A three-year-old boy tries to climb up onto his father’s other knee, only to be gently brushed away. The other siblings move around the table; they are too young to be invited to sit with the grown-ups and too old to earn a place in someone’s lap. Still, Samir gives everyone a good chunk of attention. He beams when speaking of his children. “I am so happy I have a big family. The dream of every parent is for their children to give them grandchildren. And if they don’t have children, it’s a big problem. I was lucky.”
Samir smiles at
Asma. Nine children puts her above Afghan women’s national average of six surviving children. Zahra, at fifteen, is number three, with four sisters and four brothers.
Asma and Samir are first cousins in an arranged marriage. According to Samir: “It was both our parents’ choice. And Asma’s choice.”
Asma shouts in protest. “Neee neeee! It was you who came to my home a hundred times and told me you wanted to marry me.”

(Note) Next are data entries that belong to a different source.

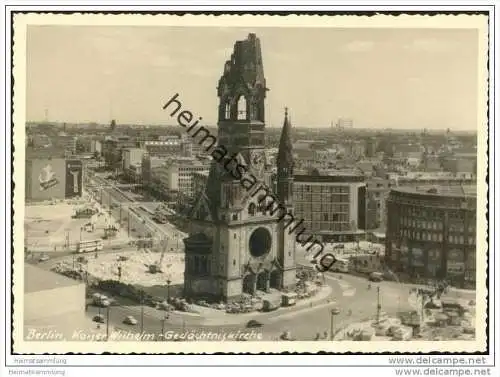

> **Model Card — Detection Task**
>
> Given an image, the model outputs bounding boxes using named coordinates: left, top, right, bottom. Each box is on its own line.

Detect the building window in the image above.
left=233, top=259, right=236, bottom=266
left=237, top=96, right=247, bottom=120
left=232, top=213, right=238, bottom=221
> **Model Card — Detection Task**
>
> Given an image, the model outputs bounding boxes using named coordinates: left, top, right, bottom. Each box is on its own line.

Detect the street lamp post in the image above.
left=106, top=306, right=110, bottom=341
left=330, top=309, right=337, bottom=340
left=166, top=279, right=171, bottom=305
left=160, top=313, right=168, bottom=341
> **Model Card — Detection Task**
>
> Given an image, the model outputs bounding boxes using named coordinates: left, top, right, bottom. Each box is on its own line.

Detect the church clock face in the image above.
left=250, top=150, right=265, bottom=177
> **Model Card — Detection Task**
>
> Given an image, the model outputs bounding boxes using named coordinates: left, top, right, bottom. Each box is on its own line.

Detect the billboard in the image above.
left=65, top=160, right=83, bottom=198
left=29, top=158, right=67, bottom=200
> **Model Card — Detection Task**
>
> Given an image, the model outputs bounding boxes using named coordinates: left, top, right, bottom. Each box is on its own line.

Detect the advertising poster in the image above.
left=30, top=158, right=66, bottom=200
left=65, top=159, right=83, bottom=198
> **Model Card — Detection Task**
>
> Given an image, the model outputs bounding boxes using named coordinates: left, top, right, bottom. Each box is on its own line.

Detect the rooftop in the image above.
left=25, top=264, right=83, bottom=294
left=392, top=185, right=477, bottom=198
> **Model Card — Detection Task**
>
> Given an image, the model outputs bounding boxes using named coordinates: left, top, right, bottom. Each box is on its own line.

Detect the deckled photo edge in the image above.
left=11, top=12, right=490, bottom=354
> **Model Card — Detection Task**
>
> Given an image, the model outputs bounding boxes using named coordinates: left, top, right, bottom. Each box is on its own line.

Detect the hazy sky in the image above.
left=26, top=26, right=479, bottom=130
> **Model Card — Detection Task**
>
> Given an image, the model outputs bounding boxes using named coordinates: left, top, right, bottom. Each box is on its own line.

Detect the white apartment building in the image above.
left=150, top=157, right=210, bottom=205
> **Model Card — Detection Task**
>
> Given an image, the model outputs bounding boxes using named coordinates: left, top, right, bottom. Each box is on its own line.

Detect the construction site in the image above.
left=83, top=240, right=185, bottom=287
left=24, top=201, right=129, bottom=252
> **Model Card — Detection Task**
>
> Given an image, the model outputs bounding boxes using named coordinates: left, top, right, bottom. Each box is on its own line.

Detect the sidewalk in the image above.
left=196, top=284, right=333, bottom=326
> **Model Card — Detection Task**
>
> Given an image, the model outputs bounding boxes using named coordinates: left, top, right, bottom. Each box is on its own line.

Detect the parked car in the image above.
left=424, top=299, right=442, bottom=309
left=123, top=315, right=138, bottom=325
left=38, top=254, right=50, bottom=262
left=93, top=314, right=105, bottom=323
left=158, top=301, right=175, bottom=312
left=369, top=272, right=384, bottom=282
left=246, top=320, right=263, bottom=328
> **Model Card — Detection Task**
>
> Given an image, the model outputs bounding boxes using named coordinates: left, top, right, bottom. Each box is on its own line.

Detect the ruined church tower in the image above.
left=183, top=34, right=296, bottom=301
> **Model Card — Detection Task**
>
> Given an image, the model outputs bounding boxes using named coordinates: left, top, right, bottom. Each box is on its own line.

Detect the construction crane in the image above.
left=148, top=238, right=168, bottom=274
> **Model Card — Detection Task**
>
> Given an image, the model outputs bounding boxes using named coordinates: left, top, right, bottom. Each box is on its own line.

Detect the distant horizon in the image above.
left=26, top=120, right=478, bottom=134
left=26, top=26, right=480, bottom=131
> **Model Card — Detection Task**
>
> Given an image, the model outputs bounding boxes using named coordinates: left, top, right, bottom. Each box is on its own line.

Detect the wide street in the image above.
left=46, top=171, right=477, bottom=341
left=83, top=270, right=475, bottom=341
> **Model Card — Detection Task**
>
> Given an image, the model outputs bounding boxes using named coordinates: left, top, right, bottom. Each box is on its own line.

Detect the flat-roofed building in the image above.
left=150, top=157, right=210, bottom=206
left=385, top=185, right=477, bottom=288
left=292, top=170, right=367, bottom=243
left=23, top=265, right=106, bottom=342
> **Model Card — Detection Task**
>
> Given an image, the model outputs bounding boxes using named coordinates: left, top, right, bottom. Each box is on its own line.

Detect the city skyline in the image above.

Samir chuckles. “You wanted to marry me—I still have your love letters.” He turns to me: Asma found him irresistible; is that so hard to imagine? “I will show you a picture from my youth, and you will see I was very handsome.”
He corrects himself: They were lucky, too, in what their parents decided for them. Most marriages are not like theirs. The big family, however, was Asma’s doing. “It was your fault,” Samir throws out in the direction of his wife, grinning. “Maybe you want another one?”
She grins back at him. There are four sons in the family already and her work is more than done. “I have told you the factory is closed. I have put a lock on it!” Their youngest was unplanned. When Asma went to the doctor for a sore throat, she learned that she was three months pregnant.
Samir roars with laughter as he is reminded of her surprise, and starts to shovel up rice with a fork over to his own plate. Another child would be hard. They have almost outgrown the apartment already and cannot afford to go anywhere else. They rented it from a wealthier relative when they returned from Peshawar after the Taliban years. Their time in Pakistan was not bad—the family ran a small carpet business there. But during those years Samir was unable to fly, and it was almost unbearable for him. He was never quite a carpet dealer, like his relatives.